Dell and Silver Lake are ruling out an increase because the $13.65-a-share offer they made in February represents a fair and significant premium to where the stock would trade if the deal fell apart, said one of the people, who asked not to be identified because the process is private.

The decision is the latest in the fight over Dell, set to culminate in a shareholder vote on July 18. While Institutional Shareholder Services Inc. is leaning toward a negative recommendation on Michael Dell's proposal, people familiar with the situation have said that billionaire Carl Icahn said this week that he secured $5.2 billion in debt financing to support his third and last attempt to scuttle the leveraged buyout, or LBO.

"Michael can refuse to budge because even if shareholders vote down his offer, he and any special committee can and will make it tough for Icahn to get an alternative proposal approved," said Erik Gordon, a business professor at the University of Michigan. "The downside to Michael of a defeat is small -- his status at Dell would remain just as is it was before he made his bid."

Michael Dell and Silver Lake decided not to increase their offer after being encouraged to do so by the special committee of Dell's board, according to the people familiar with the situation. Silver Lake is willing to walk away from the deal if the bid isn't successful, and Michael Dell isn't prepared to finance personally another price increase as the company's core PC market continues to deteriorate, said one of the people.

Representatives for Dell and Silver Lake declined to comment.

The special committee already negotiated six price increases before agreeing to the buyout announced on Feb. 5, a March 29 proxy filing shows. Michael Dell personally financed the last and final price increase with $500 million in cash and by committing to roll over 273.3 million shares at $13.36 apiece.

Icahn, Dell's second-largest shareholder with an 8.7 percent stake, is proposing that the company make a tender offer for about 1.1 billion shares at $14 apiece. The activist investor said the buyback would address two shortcomings of the LBO offer: that it's too cheap and that it doesn't give shareholders the opportunity to profit from any improvement in Dell's performance.

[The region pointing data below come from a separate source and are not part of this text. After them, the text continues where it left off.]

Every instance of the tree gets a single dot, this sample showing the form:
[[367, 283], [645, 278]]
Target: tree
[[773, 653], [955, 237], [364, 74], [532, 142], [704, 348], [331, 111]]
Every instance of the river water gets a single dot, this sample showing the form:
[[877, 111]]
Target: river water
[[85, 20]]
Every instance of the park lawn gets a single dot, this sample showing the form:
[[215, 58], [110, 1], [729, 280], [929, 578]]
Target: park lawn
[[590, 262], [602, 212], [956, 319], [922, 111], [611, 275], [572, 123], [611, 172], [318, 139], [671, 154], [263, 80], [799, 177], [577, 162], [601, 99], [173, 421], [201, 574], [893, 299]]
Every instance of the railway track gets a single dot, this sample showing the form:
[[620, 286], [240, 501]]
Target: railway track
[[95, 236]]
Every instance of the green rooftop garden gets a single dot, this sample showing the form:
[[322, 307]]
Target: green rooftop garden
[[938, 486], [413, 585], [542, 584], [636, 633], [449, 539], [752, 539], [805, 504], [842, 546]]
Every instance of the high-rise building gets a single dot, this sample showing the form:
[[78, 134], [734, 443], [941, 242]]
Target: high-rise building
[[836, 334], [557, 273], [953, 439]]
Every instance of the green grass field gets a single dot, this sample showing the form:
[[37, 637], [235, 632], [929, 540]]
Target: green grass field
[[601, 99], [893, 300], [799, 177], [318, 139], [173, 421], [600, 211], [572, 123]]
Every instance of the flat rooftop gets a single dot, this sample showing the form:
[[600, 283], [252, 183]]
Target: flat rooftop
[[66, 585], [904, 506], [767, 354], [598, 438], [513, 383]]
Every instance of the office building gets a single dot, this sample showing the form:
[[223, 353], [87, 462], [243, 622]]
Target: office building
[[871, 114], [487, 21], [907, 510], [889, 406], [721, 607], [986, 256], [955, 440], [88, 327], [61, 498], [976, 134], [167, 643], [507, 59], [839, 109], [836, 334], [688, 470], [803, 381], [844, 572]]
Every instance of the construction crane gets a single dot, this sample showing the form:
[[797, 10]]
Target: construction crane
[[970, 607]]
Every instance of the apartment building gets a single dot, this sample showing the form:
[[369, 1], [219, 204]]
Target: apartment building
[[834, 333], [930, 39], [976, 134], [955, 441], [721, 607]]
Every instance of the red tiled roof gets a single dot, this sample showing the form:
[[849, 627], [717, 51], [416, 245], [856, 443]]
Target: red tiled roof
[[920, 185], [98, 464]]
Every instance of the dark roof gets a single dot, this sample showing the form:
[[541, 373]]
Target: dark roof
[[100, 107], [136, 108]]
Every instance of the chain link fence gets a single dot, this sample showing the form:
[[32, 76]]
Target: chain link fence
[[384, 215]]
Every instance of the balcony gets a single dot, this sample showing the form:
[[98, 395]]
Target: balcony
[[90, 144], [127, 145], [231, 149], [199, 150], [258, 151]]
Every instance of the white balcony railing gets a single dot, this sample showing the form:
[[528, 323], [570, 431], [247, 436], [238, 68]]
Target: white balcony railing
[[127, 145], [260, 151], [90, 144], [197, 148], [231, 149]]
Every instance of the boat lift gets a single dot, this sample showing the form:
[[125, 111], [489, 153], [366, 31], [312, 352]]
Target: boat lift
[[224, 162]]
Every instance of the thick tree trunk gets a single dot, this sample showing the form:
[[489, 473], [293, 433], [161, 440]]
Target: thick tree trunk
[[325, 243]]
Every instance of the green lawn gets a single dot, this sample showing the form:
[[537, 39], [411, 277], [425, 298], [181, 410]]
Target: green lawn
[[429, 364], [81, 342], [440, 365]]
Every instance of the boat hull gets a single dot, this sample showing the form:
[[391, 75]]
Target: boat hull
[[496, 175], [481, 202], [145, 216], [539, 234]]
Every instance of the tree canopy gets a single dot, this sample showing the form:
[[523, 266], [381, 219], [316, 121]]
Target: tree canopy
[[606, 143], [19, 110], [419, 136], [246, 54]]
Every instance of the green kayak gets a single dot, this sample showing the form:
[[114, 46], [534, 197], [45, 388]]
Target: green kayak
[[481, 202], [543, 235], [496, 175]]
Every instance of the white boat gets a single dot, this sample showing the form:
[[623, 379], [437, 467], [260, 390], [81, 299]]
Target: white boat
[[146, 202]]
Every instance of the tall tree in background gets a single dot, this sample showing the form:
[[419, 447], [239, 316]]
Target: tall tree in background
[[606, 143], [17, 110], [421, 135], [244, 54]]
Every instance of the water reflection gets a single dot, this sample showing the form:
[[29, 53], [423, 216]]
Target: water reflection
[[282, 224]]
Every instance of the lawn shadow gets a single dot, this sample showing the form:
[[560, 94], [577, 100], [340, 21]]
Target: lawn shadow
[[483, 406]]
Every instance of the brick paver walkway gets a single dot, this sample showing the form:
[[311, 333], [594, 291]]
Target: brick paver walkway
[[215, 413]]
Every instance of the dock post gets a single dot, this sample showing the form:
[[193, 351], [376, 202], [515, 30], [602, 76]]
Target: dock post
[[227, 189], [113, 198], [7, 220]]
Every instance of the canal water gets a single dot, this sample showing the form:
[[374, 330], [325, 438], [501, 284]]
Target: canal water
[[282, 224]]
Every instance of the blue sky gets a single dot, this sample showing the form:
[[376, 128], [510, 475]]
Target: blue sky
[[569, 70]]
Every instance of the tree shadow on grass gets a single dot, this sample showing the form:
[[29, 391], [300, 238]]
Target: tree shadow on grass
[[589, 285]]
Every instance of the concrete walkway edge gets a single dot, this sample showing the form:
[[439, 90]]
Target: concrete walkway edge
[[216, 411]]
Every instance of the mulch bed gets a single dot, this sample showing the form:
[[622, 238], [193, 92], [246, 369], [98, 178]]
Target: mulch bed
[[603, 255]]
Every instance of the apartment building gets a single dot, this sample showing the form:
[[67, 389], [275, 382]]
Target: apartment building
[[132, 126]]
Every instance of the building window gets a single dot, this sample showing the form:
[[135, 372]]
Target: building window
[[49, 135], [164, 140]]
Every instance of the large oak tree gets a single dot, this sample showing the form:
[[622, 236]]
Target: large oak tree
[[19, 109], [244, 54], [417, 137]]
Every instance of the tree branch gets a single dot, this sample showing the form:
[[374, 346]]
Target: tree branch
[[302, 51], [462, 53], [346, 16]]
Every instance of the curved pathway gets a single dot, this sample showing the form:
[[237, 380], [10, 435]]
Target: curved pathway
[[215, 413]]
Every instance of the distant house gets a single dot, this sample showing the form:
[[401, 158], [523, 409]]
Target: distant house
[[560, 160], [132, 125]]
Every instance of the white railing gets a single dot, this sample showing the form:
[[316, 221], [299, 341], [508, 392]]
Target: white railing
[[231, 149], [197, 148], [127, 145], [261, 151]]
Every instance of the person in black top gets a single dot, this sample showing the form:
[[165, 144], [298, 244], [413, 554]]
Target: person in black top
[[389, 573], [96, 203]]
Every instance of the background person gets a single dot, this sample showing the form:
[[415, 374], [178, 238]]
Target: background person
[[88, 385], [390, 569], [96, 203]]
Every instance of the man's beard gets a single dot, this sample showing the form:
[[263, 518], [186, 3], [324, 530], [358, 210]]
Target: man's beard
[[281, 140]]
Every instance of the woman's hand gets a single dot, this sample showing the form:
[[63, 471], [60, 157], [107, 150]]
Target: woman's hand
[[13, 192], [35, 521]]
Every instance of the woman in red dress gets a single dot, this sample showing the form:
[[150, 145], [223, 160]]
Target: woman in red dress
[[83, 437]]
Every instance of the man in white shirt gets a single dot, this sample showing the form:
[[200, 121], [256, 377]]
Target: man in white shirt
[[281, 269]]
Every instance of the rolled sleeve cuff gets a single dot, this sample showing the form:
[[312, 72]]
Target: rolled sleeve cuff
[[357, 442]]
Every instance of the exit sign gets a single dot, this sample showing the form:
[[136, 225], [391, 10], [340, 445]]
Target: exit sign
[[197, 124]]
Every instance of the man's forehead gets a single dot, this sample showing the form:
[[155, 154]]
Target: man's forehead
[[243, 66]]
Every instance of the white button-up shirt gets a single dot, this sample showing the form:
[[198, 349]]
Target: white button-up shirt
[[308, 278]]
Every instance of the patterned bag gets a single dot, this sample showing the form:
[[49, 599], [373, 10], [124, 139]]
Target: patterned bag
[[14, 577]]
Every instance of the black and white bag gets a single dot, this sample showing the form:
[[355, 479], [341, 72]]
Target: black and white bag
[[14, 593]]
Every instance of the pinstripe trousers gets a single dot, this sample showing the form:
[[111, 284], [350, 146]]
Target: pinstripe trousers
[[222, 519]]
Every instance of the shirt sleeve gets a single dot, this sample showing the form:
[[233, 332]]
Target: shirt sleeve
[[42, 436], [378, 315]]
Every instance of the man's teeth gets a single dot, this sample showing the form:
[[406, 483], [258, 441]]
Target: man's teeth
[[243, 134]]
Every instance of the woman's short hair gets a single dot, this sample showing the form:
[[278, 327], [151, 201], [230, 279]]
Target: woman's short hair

Michael Dell, who founded the PC maker 29 years ago, believes he can keep control of the company in the long run even if he fails to take the company private, said a person familiar with his thinking. Dell calculated he would keep control of the company even if Icahn succeeded because his stake would grow to about 41 percent if he didn't tender to Icahn's proposal, who would have about a 22 percent stake, the person said.

While the success of the founder's buyout proposal requires approval by a majority of shareholders, excluding Michael Dell, who has a 15.6 percent stake, Icahn's plans could succeed only after shareholders vote against the buyout and eventually give him control of the board in a so-called proxy fight in which Michael Dell can and will vote.

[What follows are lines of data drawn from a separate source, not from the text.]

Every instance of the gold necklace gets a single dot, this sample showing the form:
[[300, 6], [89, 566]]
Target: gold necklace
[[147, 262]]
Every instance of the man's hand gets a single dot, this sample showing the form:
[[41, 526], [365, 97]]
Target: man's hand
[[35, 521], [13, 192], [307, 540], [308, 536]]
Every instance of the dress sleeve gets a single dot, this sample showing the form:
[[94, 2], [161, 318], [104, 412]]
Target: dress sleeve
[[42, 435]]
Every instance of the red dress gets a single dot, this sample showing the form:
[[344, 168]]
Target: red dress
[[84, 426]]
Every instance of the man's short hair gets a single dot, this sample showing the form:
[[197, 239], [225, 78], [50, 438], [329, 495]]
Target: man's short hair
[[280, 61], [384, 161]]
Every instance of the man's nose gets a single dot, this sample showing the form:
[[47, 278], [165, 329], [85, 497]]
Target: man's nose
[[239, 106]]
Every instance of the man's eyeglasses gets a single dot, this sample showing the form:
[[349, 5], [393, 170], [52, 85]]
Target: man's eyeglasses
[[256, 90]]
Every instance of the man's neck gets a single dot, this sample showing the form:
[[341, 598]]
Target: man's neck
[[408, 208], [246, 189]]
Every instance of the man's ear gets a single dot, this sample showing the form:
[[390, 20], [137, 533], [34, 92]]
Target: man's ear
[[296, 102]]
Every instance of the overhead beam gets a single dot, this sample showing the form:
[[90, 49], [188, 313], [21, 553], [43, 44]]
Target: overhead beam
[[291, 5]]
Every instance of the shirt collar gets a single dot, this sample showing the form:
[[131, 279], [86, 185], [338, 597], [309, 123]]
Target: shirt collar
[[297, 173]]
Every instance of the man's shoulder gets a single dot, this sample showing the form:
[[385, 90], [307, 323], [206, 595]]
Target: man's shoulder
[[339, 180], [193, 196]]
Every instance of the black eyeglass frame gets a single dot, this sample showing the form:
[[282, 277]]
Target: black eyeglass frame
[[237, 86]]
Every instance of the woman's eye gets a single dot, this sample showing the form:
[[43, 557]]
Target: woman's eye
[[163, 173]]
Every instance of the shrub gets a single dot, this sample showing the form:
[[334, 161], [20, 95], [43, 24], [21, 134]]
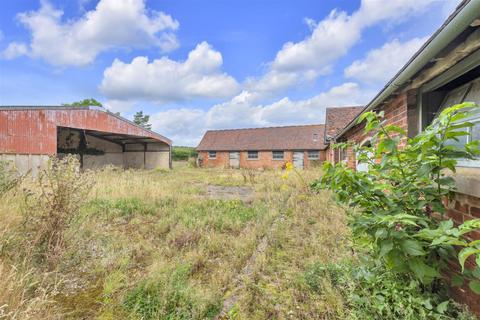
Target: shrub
[[8, 178], [402, 190], [62, 190], [373, 292], [169, 298]]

Icahn's proposal would add substantial debt, decrease financial flexibility and "hurt the company's ability to weather an economic or business downturn," Michael Dell said in a June 21 regulatory filing. "It would also jeopardize customer perception and employee retention." He wants to take the company private to implement a turnaround to adapt it to new trends such as cloud computing, which in the short term would worsen the company's earnings and margins.

Dell's special committee, which last month urged shareholders to vote for Michael Dell's buyout, said Friday in a regulatory filing that Icahn's tender offer gives the personal- computer maker a valuation more than twice that of its closest peer, Hewlett-Packard Co., and isn't based on a concrete cost- savings plan. There's a "substantial downside risk" to shareholders if they reject Michael Dell's transaction, according to the filing.

Michael Dell expects the stock to fall to about $7.90 a share, based on trailing earnings, if the LBO is voted down, according to a person with direct knowledge of his thinking.